Departament skarbu Stanów Zjednoczonych nałożył sankcje na dziewięć firm z Iranu, Singapuru i Malezji w związku z ich udziałem w eksporcie irańskich produktów ropopochodnych do Chin i innych państw wschodniej Azji.

Jak wynika z opublikowanego komunikatu resortu skarbu USA sankcje objęły sześć irańskich firm petrochemicznych oraz dwie z Malezji i jedną z Singapuru. Amerykańskie władze uznały, że za ich pośrednictwem odbywał się eksport tych produktów wbrew sankcjom nałożonym na irański sektor naftowy.

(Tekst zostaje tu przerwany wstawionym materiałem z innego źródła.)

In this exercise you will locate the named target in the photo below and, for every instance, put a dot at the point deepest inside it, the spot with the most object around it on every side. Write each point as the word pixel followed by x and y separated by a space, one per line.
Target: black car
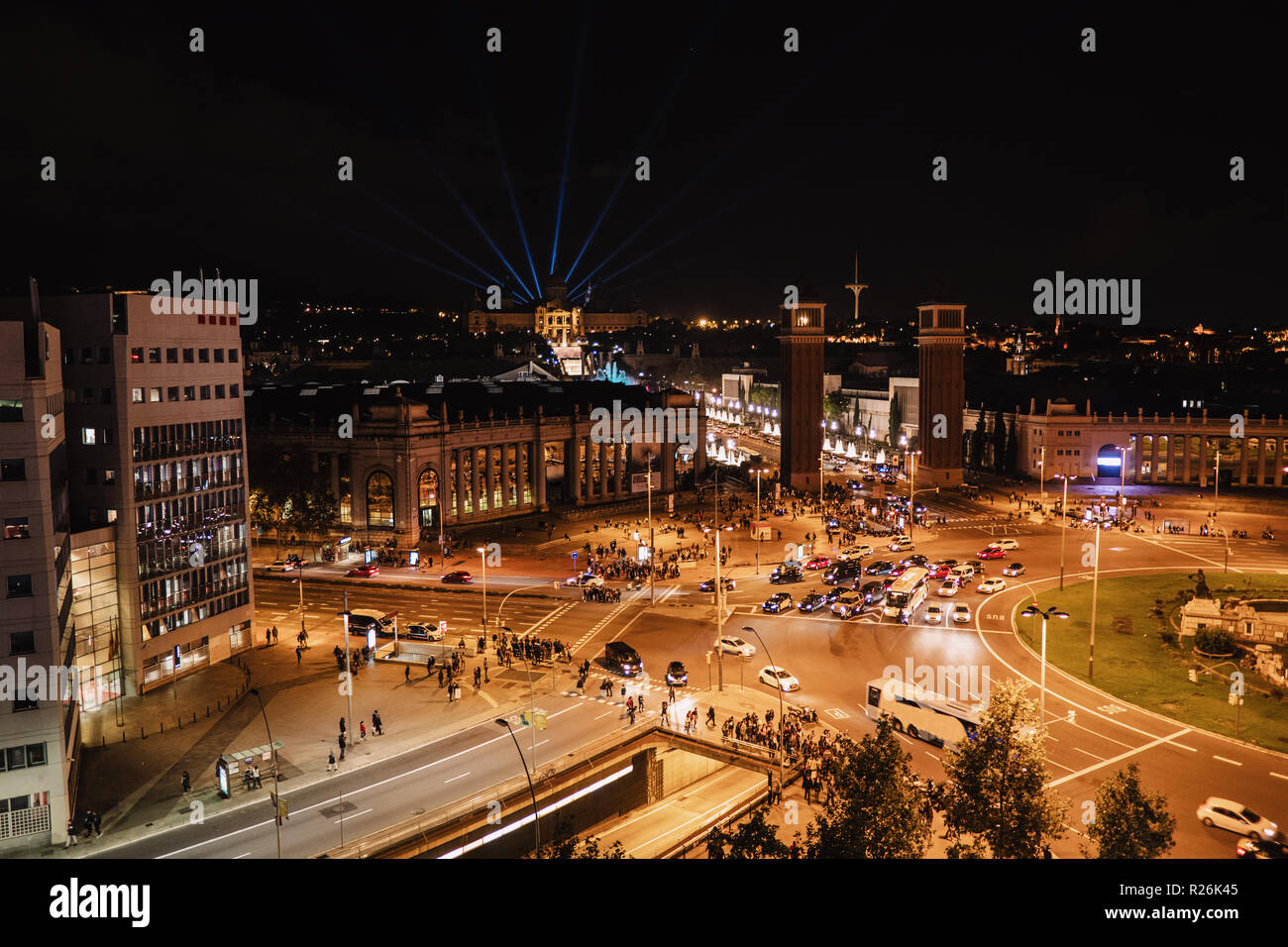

Iran w coraz większym stopniu zwraca się ku nabywcom we wschodniej Azji, by sprzedawać swoje produkty petrochemiczne i ropopochodne.  (...) Stany Zjednoczone pozostają skoncentrowane na uderzaniu w źródła nielegalnych przychodów Teheranu i będą nadal egzekwować swoje sankcje przeciwko tym, którzy świadomie umożliwiają ten handel - powiedział wiceszef resortu finansów USA Brian Nelson.

Jak oceniła agencja Reutera najnowszy ruch USA przeciwko Iranowi zbiega się w czasie ze znajdującymi się w stagnacji wysiłkami na rzecz ożywienia porozumienia nuklearnego z 2015 r. oraz w trakcie antyrządowych protestów przeciwko władzom w Teheranie. 

Stany Zjednoczone nadal będą egzekwować przestrzeganie sankcje wobec tych, którzy świadomie ułatwiają handel Iranowi - powiedział Nelson.

Obecna decyzja USA dotyczy kontraktów z irańskim przedsiębiorstwem Triliance Petrochemical Co. Ltd., który Waszyngton umieścił na liście sankcji. Restrykcji nałożone dziś przez amerykański resort finansów obejmują  irańską firmę petrochemiczną Amir Kabir Petrochemical Co. (AKPC), jej spółkę zależna Simorgh Petrochemical Co. i cztery spółki zależne Marun Petrochemical Co. już wcześniej objętej sankcjami.

Według władz USA firma Triliance uczestniczyła w wysyłce polietylenu do Chin. O udział w ułatwianiu tych dostaw Amerykanie oskarżają Asia Fuel PTE z Singapuru. Sense Shipping and Trading z Malezji oraz Unicious Energy PTE z Singapuru również według resortu skarbu USA brały udział w tych transakcjach.